Confession, I didn’t make this meal my partner did. We have been nursing the remainder of the flu for the past week and she graciously offered to help with dinner. We both learned quite a bit about how I need to describe a recipe to her and tell her what to do.
This is not quite as done as it should be. She sweated the onions versus caramelized them. She was afraid of burning them. They will not burn at a medium low heat unless you walk away and do not check on them. You want to stir them every few minutes for about 15-20 minutes to get them nice and brown. This will help your sauce be brown instead of beige. It was still good and tasted great but the caramelized onions would take it to the stratosphere in flavor.
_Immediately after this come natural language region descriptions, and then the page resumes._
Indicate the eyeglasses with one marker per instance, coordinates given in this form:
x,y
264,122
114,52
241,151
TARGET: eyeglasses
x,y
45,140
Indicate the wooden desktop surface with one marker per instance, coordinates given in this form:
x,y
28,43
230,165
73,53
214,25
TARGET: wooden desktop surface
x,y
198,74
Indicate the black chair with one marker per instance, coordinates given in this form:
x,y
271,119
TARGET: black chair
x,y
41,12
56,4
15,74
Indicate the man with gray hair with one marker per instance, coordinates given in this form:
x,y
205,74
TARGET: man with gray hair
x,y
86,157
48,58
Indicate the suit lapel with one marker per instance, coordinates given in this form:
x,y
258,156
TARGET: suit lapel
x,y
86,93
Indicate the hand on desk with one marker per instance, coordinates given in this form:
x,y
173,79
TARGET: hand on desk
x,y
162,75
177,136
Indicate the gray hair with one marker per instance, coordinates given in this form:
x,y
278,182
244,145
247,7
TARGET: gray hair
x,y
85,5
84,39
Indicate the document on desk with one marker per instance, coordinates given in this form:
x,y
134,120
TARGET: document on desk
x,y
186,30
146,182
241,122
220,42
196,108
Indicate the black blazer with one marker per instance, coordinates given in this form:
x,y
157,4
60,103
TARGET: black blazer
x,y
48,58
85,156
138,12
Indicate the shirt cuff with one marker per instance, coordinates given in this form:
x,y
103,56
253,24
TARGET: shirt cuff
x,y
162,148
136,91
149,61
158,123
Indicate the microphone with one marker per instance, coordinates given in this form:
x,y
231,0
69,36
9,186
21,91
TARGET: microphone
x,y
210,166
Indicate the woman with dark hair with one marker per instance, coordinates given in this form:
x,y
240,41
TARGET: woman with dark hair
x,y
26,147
- 2 large sweet onions, sliced thinly
- 3 tablespoons butter
- 1 tablespoon extra virgin olive oil
- 1/4 cup dry white wine (or beef stock if prefer)
- 1 cup beef stock
- 4 boneless pork chops, 1–1 ½ inches thick
- salt and black pepper
- sprinkling dried thyme
- sprinkling garlic powder
- 3 tablespoons flour
- 6 slices provolone cheese
- 1 1/2 cups Swiss cheese, shredded
- parsley, for serving if desired
- Preheat oven to 400 degrees.
- Melt butter in a large oven proof skillet over medium heat. Add onions to pan and season with a sprinkling of salt and black pepper. Cook 4-5 minutes until the onions start to soften. Add white wine to pan and stir well. Allow onions to continue cook down to well browned pieces. This should take at least 15-20 minutes to cook. If they are cooking to fast turn the heat down to medium-low and stir occasionally.
- While onions are cooking season pork chops (both sides) with salt, black pepper, thyme, and garlic powder.
- Remove onions from pan and without wiping out the pan add olive oil. Warm in pan. Add pork chops and brown on each side about 4-5 minutes. Remove onions from pan.
- Return onions to pan and sprinkle with flour. Stir well and cook for 1 minute. Add beef stock to pan and bring to a low simmer. Taste and season as needed with salt, black pepper, or garlic powder.
- Place pork chops back in pan. Cover with some of the onion mixture. Place slices of Provolone cheese over the pork chops and then sprinkle with Swiss cheese.
- Bake for 8-10 minutes until cheese is melted and starting to brown around the edges. Remove pan from oven and allow to sit for 3 minutes before serving.